Direct primary care is a payment model based on flat fee services. More often than not, practitioners charge an annual fee similar to a membership fee or subscription. In exchange, they offer patients unlimited access to routine primary care. In-office lab tests and other similar outpatient services are billed separately.
More Affordable Primary Care
The Direct Primary Care Coalition (DPCC) maintains that direct primary care is a more affordable model. They say that the model gives patients access to the doctors they choose at rates that can be as low as $70 per month. Compare that to the HMO model that can cost some families many times that amount in co-pays along with the hundreds of dollars they pay for health insurance.
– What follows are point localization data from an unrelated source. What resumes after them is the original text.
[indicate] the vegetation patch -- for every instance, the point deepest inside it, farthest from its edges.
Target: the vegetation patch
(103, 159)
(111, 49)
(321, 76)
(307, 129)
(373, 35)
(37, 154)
The DPCC further maintains that direct primary care leads to better health outcomes for patients. This is rooted in the understanding that practitioners are accountable only to their patients. They are not accountable to insurance companies and insurance-related HHS mandates.
More Time with Patients
Direct primary care providers say they have more time to spend with patients under the direct model. There are no quotas to fill, so doctors can see as many patients as they choose to in a single day. If they run a little late with one patient, there is no risk of incurring the wrath of insurance companies who may be unhappy that volume was down that day.
The direct model further empowers doctors to more closely follow their own treatment protocols rather than simply doing what the insurance companies say they should do. This puts the decision-making back in the hands of doctor and patient rather than both acquiescing to a third-party with no vested interest in the patient’s health.
A Better Way to Practice
So, what does this have to do with healthcare careers? Everything. It is one thing to complete 12 years of medical education before going to join a group practice or take a job as a hospitalist. It is an entirely different matter to leave medical school with the understanding that you are going to start your own practice.
As you know, private practice volumes have been steadily falling for decades. The direct primary care model could turn the tide in the opposite direction. Direct primary care offers a whole new career model that allows doctors to practice privately without all of the constraints imposed by the HMO system.
Health Job Nationwide suggests that healthcare careers in direct primary care would also open doors to advanced practice nurses as well as RNs and LPNs. In states where nurse practitioners and physician assistants are free to provide primary care without direct physician supervision, the direct primary care model seems rather attractive.
Direct primary care is growing across the country. It is opening the door to a new kind of healthcare career that puts the focus back on patients. If it is not on the radar for new doctors now coming up, it should be.